There were some limitations to our study: only eight carpal ligaments were compared; potential individual variations in ligamentous anatomy were not taken into account (Crisco et al., 2005; Moritomo et al., 2008); we assumed that the ligaments of the malunited wrists were intact; all the patients had ulnar variance of less than 3 mm, but there was significantly radial deviated on the malunited side, which could affect the result; and we obtained data from a limited number of wrist positions for each volunteer; we could only examine the carpal ligaments over a limited range of the wrist motion, because of stiffness in the malunited wrists.
In conclusion, malunion of the distal radius with a mean of 15° dorsal angulation and ulnar tilt decrease of 5° affects three ligaments’ lengths of the selected eight carpal ligaments.
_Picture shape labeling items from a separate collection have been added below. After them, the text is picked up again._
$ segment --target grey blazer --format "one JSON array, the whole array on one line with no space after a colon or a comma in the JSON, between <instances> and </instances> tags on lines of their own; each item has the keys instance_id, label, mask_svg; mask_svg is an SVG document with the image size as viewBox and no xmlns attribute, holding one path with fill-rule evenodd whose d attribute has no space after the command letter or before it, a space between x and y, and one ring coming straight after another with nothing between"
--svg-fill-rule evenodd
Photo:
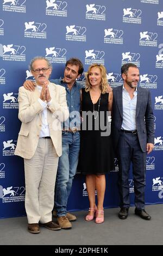
<instances>
[{"instance_id":1,"label":"grey blazer","mask_svg":"<svg viewBox=\"0 0 163 256\"><path fill-rule=\"evenodd\" d=\"M123 86L113 89L111 134L116 150L123 120ZM146 152L147 143L154 144L154 115L148 89L137 87L136 125L141 148Z\"/></svg>"}]
</instances>

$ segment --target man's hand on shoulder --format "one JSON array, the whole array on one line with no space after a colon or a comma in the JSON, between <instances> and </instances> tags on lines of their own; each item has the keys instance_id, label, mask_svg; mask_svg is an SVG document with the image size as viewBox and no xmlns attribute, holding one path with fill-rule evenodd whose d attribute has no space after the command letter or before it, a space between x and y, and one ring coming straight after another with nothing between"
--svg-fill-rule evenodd
<instances>
[{"instance_id":1,"label":"man's hand on shoulder","mask_svg":"<svg viewBox=\"0 0 163 256\"><path fill-rule=\"evenodd\" d=\"M107 89L107 90L106 90L106 93L110 93L110 92L112 92L112 89L108 83L108 89Z\"/></svg>"},{"instance_id":2,"label":"man's hand on shoulder","mask_svg":"<svg viewBox=\"0 0 163 256\"><path fill-rule=\"evenodd\" d=\"M35 90L36 83L32 80L26 80L23 83L23 87L27 90L33 92Z\"/></svg>"}]
</instances>

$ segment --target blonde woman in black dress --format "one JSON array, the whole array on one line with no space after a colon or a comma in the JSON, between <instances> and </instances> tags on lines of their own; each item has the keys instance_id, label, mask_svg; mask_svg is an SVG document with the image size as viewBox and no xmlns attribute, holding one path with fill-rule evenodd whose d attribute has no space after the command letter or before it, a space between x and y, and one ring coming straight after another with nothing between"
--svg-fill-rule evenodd
<instances>
[{"instance_id":1,"label":"blonde woman in black dress","mask_svg":"<svg viewBox=\"0 0 163 256\"><path fill-rule=\"evenodd\" d=\"M101 223L104 222L105 174L113 167L109 112L113 96L112 92L107 93L106 71L103 65L90 66L86 81L86 87L81 92L83 122L78 169L86 175L90 208L85 220L92 221L96 217L96 223Z\"/></svg>"}]
</instances>

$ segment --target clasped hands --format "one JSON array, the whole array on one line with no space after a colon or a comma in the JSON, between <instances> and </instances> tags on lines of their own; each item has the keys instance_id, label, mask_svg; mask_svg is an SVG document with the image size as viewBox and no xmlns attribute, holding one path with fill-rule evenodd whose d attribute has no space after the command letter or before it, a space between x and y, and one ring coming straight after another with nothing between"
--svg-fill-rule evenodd
<instances>
[{"instance_id":1,"label":"clasped hands","mask_svg":"<svg viewBox=\"0 0 163 256\"><path fill-rule=\"evenodd\" d=\"M52 99L49 88L48 88L48 83L47 82L44 83L44 84L42 86L40 96L41 100L43 101L46 101L47 102L49 102Z\"/></svg>"}]
</instances>

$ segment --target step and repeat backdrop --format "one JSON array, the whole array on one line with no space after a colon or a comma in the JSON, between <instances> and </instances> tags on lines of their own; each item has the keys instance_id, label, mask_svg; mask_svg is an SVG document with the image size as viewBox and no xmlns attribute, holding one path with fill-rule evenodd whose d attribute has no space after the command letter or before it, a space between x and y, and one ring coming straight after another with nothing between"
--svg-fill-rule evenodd
<instances>
[{"instance_id":1,"label":"step and repeat backdrop","mask_svg":"<svg viewBox=\"0 0 163 256\"><path fill-rule=\"evenodd\" d=\"M154 149L147 157L146 203L163 203L163 0L0 1L0 218L24 216L23 160L14 156L21 123L18 90L33 80L30 59L46 57L51 77L63 75L65 63L79 58L85 72L104 64L112 87L122 83L121 67L140 68L141 87L151 92L154 113ZM84 74L79 79L84 84ZM92 160L93 161L93 160ZM106 176L105 208L118 205L117 161ZM131 203L134 184L129 180ZM69 210L86 209L84 177L77 174Z\"/></svg>"}]
</instances>

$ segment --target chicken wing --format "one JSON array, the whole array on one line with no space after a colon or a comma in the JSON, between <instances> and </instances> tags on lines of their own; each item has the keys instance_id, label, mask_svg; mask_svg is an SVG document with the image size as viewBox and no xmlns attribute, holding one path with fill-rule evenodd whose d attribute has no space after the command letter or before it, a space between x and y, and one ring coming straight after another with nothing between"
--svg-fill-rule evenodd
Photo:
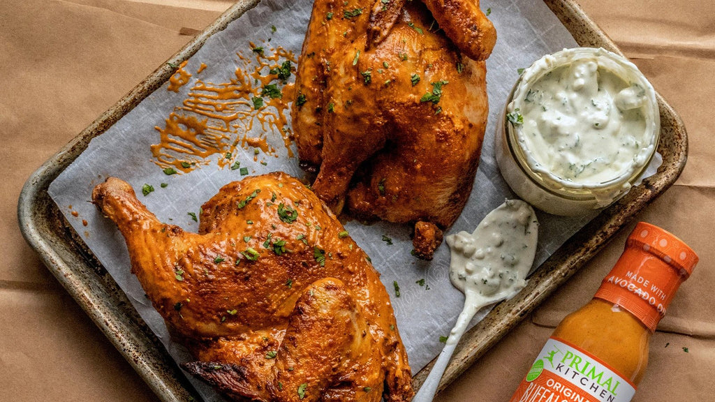
<instances>
[{"instance_id":1,"label":"chicken wing","mask_svg":"<svg viewBox=\"0 0 715 402\"><path fill-rule=\"evenodd\" d=\"M193 356L190 373L237 400L392 402L413 393L390 298L368 256L283 173L224 186L199 233L159 222L109 178L93 202L132 270Z\"/></svg>"}]
</instances>

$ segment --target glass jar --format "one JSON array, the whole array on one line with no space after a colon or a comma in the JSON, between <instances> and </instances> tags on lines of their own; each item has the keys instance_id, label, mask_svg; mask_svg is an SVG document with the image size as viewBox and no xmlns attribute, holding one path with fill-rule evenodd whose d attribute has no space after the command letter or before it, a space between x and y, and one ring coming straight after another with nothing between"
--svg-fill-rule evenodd
<instances>
[{"instance_id":1,"label":"glass jar","mask_svg":"<svg viewBox=\"0 0 715 402\"><path fill-rule=\"evenodd\" d=\"M576 48L524 70L497 130L497 162L514 192L545 212L576 215L638 182L657 147L660 115L634 64Z\"/></svg>"}]
</instances>

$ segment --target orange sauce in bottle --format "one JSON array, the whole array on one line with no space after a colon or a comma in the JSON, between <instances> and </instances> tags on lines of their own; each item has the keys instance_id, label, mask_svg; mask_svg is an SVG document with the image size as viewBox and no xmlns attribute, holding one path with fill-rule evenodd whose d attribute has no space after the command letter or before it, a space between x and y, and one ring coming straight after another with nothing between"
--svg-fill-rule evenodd
<instances>
[{"instance_id":1,"label":"orange sauce in bottle","mask_svg":"<svg viewBox=\"0 0 715 402\"><path fill-rule=\"evenodd\" d=\"M639 222L593 299L556 327L511 402L628 402L648 366L651 335L698 256Z\"/></svg>"}]
</instances>

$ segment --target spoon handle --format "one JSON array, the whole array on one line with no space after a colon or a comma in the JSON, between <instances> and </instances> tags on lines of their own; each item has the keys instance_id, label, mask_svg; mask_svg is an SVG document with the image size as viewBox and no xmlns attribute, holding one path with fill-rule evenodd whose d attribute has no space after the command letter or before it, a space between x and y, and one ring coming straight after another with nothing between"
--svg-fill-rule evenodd
<instances>
[{"instance_id":1,"label":"spoon handle","mask_svg":"<svg viewBox=\"0 0 715 402\"><path fill-rule=\"evenodd\" d=\"M467 325L478 310L479 306L474 306L472 308L465 308L460 313L459 318L457 318L457 323L447 339L446 345L442 349L439 357L437 358L437 361L435 362L435 366L430 371L430 375L427 376L427 379L420 387L420 391L413 398L412 402L431 402L435 398L437 388L440 385L440 380L442 379L442 375L444 374L445 370L447 368L447 364L452 358L454 350L457 348L457 343L462 338L462 335Z\"/></svg>"}]
</instances>

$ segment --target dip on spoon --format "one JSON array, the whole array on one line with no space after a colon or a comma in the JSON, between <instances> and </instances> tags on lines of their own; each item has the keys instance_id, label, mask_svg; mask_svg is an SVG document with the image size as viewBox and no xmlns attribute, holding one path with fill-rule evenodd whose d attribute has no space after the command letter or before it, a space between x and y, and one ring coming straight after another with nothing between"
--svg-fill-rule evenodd
<instances>
[{"instance_id":1,"label":"dip on spoon","mask_svg":"<svg viewBox=\"0 0 715 402\"><path fill-rule=\"evenodd\" d=\"M520 200L508 200L489 212L473 233L445 237L451 250L450 278L464 293L464 310L413 402L434 398L447 363L477 311L513 297L526 285L538 236L538 222L531 207Z\"/></svg>"}]
</instances>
The DRC ligament and UT ligament were substantially lengthened and the LRL ligament was substantially shortened at most wrist positions except extension for the malunited side. Five other ligaments that we measured did not show significant differences in length compared with those of the uninjured side.
Footnotes
Conflict of interests
None declared.
Funding
Supported by the Health Bureau of Jiangsu Province, Natural Science Foundation, and Affiliated Hospital of Nantong University.